Aachen: Neben dem Rasen wuchert Kritik

Aachen : Neben dem Rasen wuchert Kritik

Um am Boden nicht die Übersicht zu verlieren, ist der Aachener Stadtbetrieb in die Luft gegangen. Jedenfalls wird beim Stadtbetrieb gerade mittels Luftbilder eine Grünflächendatei aufgebaut, in der jeder Quadratmeter Rasen, Weg, Bepflanzung, Gebäude oder auch Wasser erfasst ist.

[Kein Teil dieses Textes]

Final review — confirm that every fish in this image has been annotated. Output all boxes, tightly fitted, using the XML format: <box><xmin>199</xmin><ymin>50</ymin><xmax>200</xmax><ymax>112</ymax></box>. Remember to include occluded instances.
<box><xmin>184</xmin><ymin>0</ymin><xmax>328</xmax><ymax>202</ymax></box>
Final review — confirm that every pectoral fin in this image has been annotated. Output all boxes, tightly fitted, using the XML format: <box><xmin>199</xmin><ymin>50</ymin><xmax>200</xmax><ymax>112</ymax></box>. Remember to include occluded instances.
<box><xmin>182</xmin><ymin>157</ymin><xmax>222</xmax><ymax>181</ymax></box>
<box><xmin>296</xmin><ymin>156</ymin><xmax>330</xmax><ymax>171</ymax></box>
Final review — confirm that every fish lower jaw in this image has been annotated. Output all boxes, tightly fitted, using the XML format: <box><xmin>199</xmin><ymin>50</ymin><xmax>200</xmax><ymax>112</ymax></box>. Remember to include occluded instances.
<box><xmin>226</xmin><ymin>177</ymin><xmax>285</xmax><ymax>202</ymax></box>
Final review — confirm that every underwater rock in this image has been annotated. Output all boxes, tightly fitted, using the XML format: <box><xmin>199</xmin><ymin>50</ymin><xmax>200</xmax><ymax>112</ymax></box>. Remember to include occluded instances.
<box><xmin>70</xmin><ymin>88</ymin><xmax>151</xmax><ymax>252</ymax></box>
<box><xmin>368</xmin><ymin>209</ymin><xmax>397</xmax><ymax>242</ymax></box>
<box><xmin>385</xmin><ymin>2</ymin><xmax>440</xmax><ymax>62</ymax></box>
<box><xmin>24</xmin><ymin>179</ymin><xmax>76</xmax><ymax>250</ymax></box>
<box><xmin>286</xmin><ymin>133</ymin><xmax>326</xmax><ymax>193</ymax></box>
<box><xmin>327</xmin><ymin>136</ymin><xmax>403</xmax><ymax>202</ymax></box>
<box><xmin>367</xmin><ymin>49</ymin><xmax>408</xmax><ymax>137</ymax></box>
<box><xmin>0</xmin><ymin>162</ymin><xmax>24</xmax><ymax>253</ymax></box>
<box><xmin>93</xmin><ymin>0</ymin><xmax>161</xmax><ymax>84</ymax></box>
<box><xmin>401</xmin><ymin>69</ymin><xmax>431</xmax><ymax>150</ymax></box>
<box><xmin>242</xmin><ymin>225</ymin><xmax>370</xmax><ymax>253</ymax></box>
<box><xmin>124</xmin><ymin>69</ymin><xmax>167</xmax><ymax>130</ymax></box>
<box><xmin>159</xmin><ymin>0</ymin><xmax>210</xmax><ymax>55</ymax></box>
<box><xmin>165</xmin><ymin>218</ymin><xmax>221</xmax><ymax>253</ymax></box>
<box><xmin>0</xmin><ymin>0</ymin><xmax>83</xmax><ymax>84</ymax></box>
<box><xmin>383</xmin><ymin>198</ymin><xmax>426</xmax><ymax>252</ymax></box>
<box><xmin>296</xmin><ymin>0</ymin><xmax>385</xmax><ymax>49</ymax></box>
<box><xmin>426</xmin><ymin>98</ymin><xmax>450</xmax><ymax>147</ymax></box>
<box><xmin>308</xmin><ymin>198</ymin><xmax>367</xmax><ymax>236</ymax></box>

Dies kostet nach AZ-Informationen mehrere hundertausend Euro, soll aber laut Detlef Sambale, Abteilungsleiter beim Aachener Stadtbetrieb, einen so bis dahin nicht vorhandenen Überblick über alle städtischen Flächen geben, eine Bestandsaufnahme, die die Pflege optimieren lässt.

Mit der Pflege der Aachener Grünflächen ist das nämlich so eine Sache. Gemeinhin gibt es Kritik, wenn Grünstreifen wuchern, Parkwiesen nicht regelmäßig adrett gestutzt werden. Sambale weiß das.

Sogenannte Straßenbegleitflächen in den Außenbezirken und Biotope werden letztlich am seltensten gepflegt - dreimal im Jahr. An den großen Einfallachsen werden die Grünstreifen dagegen häufiger gemäht, in den Kurgebieten Êbesteht die höchste Pflegestufe.

„Jedem liegt das Aussehen der Stadt am Herzen, aber dem Stadtbetrieb sind Grenzen gesetzt”, sagt Marc Wahnemühl, Sprecher des Stadtbetriebs - der personelle und finanzielle Handlungsspielraum sei gering.